E' pazzesco: hai solo 65 anni, una splendida moglie e una ricchezza infinita, ma entro pochi mesi ti toccherà finire in galera per sempre, a marcire insieme agli stessi pezzenti con cui combattevi una volta per un pezzo di pane. Hai case piscine automobili elicotteri servi autisti puttane avvocati e manicure, ma sai che fra quattro mesi sarà tutto finito: Kenneth Lay, il magico presidente della magica Enron passerà ammanettato sotto i riflettori per il suo ultimo viaggio, prima di sparire per sempre nel dimenticatoio dell'umanità.
A questo punto cosa fai? Ti spremi e ti scervelli in tutte le direzioni, ma presto ti rendi conto di non avere vie di uscita. A meno…. A meno di uscire tu dal gioco, prima che la partita si richiuda per sempre sulla la tua testa.
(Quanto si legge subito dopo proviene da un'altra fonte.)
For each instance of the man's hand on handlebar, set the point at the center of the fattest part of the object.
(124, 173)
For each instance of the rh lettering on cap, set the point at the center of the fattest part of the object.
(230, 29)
In fondo, nei tuoi anni sulla vetta hai imparato a comprare presidenti e amministratori delegati, ministri e diplomatici, avvocati e industriali di ogni risma e di ogni livello, e sai che con i soldi puoi fare tutto quello che vuoi. Quanto possono costare, dopo tutto, un qualunque coroner di provincia, un semplice e modesto funerale, e una rapida e anonima plastica facciale?
Sarà un caso, ma un paio di mesi fa l'ex-presidente della Enron Kennet Lay ha avuto un attacco di cuore mentre si trovava nella sua residenza privata in Colorado (aveva da poco versato cinque milioni di dollari di cauzione per la libertà provvisoria). Nonostante il pronto intervento, Kenneth Lay è spirato sull'ambulanza che lo stava portando all'ospedale. Alle tre del mattino, lontano dagli occhi di tutti, in un anonimo paesino del Colorado, il vecchio leone della Enron è passato a miglior vita, alla sola presenza della cara e adorata moglie. La notizia ha fatto il giro del mondo, ma la famiglia ha subito fatto sapere che i funerali si sarebbero svolti in forma strettamente riservata. E così è stato: lontano dalle stesse telecamere che lo attendevano fameliche al processo, Kenneth Lay è scomparso dalla faccia della Terra, e nessuno ne sentirà mai più parlare.
Sarà sempre un caso, ma ieri la Corte di Appello ha stralciato la pratica, sostenendo che "non si può condannare un uomo che è già morto" - a meno di chiamarsi Lee Harvey Oswald, naturalmente - e che quindi non sarà nemmeno possibile cercare di recuperare i 45 milioni di dollari che Kenneth Ley si era ritrovato in tasca per sbaglio, a causa dei suoi contabili un pò troppo distratti.
Oppure le mie sono tutte invenzioni da dietrologo incallito, il poverto Lay lei è davvero morto di infarto, e non c'è assolutamente nulla di vero in tutto quello che ho scritto.
Resta però il fatto che in galera il mitico "Kenny Boy", il responsabile di un crack da 30 miliardi di dollari che ha gettato sul lastrico 4000 dipendenti, non ci è mai finito.